Damages for weather-forecast inaccuracy

Ill-conceived liability proposal #91,204, this time from Russia: “Weather forecasters in our city and the surrounding area will be held responsible for financial losses that the city incurs through their incorrect prognoses,” said Moscow Mayor Yuri Luzhkov. (“Weathermen face fines”, Ananova, Feb. 23; Peter Finn, “Forecasters Feeling Some Official Heat”, Washington Post, Mar. 1)(via Alex Tabarrok).

Arrested Development

In the November 16, 2003, episode of the best sitcom on television, “Arrested Development,” Jason Bateman, playing the protagonist, Michael Bluth, is seen using a defective cooking product manufactured by the family business–and then, as his character is burned by the device, launches into a lengthy tirade of curse-words against the machine, all of which are bleeped.
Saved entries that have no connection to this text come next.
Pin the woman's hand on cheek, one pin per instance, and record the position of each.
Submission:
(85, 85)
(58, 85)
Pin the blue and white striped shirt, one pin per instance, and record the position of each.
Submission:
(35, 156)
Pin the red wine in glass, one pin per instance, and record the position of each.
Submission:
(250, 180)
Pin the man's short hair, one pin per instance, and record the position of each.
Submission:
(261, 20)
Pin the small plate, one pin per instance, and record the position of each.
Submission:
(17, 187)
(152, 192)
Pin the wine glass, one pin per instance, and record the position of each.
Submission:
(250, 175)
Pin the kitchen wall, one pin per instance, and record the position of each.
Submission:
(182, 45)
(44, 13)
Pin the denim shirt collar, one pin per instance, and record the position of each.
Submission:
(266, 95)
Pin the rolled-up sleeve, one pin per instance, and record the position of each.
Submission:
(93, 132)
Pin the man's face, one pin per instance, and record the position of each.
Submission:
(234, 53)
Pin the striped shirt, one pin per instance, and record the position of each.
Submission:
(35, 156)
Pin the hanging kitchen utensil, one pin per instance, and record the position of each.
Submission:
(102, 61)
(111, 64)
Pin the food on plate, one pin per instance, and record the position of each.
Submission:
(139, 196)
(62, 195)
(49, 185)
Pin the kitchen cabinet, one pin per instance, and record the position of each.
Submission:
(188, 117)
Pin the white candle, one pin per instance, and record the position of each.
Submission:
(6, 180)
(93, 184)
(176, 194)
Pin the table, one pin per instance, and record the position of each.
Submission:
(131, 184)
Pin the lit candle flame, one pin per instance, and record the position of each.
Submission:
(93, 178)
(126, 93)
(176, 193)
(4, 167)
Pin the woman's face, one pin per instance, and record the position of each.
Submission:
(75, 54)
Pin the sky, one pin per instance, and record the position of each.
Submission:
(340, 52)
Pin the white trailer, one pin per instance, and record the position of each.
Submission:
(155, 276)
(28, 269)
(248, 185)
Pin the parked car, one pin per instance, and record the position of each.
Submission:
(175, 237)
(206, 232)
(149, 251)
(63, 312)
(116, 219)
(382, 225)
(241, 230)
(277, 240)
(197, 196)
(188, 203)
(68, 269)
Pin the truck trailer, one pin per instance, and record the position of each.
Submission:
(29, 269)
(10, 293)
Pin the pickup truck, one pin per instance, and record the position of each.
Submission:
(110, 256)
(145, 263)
The humor comes from the length of the bleeping (a running gag in the episode) and the reactions of the other characters (as well as the fact that Michael is in the middle of lecturing his son “It’s a poor carpenter that blames his tools for the–” when he burns himself). The Parents Television Council, in an effort to make America safe from humor, decided to guess what that tirade was, produced its own transcript with its imaginary version of the speech, and then promptly complained to the FCC about the “indecent” broadcast. Thankfully, the FCC unanimously denied the complaint, but the government had to pay lawyers to write memos that would help the FCC reach its 20-footnote decision–your tax dollars at work, since there’s no penalty for wasting the government’s time with such complaints. (And a welcome to Defamer and ALOTT5MA readers.)

Michael Jackson trial

The Michael Jackson defense is relying heavily on discrediting his accuser with his previous foray into civil litigation, a lawsuit against J.C. Penney that we covered in 2003. According to The Smoking Gun:

In a broadside on the accuser’s mother, Mesereau described the woman as a shakedown artist who used her sick son as bait, a woman who coached her kids to lie in connection with an assault lawsuit the family once brought against J.C. Penney. Mesereau referred to a newly surfaced witness–who worked as a paralegal for the lawyer representing the family in the Penney case–who claims that the mother fabricated her allegations in that civil case. The paralegal contends that she hesitated to come forward because the mother once told her she had relatives in the Mexican Mafia.

The unnamed paralegal was deposed over the weekend; ABC News is reporting that the mother will deny the allegations. (Damien McElroy, “Mystery Jackson witness emerges”, Telegraph, Feb. 27; Tim Molloy, AP, Feb. 25). Meanwhile, Jesse Jackson is protesting the absence of black jurors on the panel.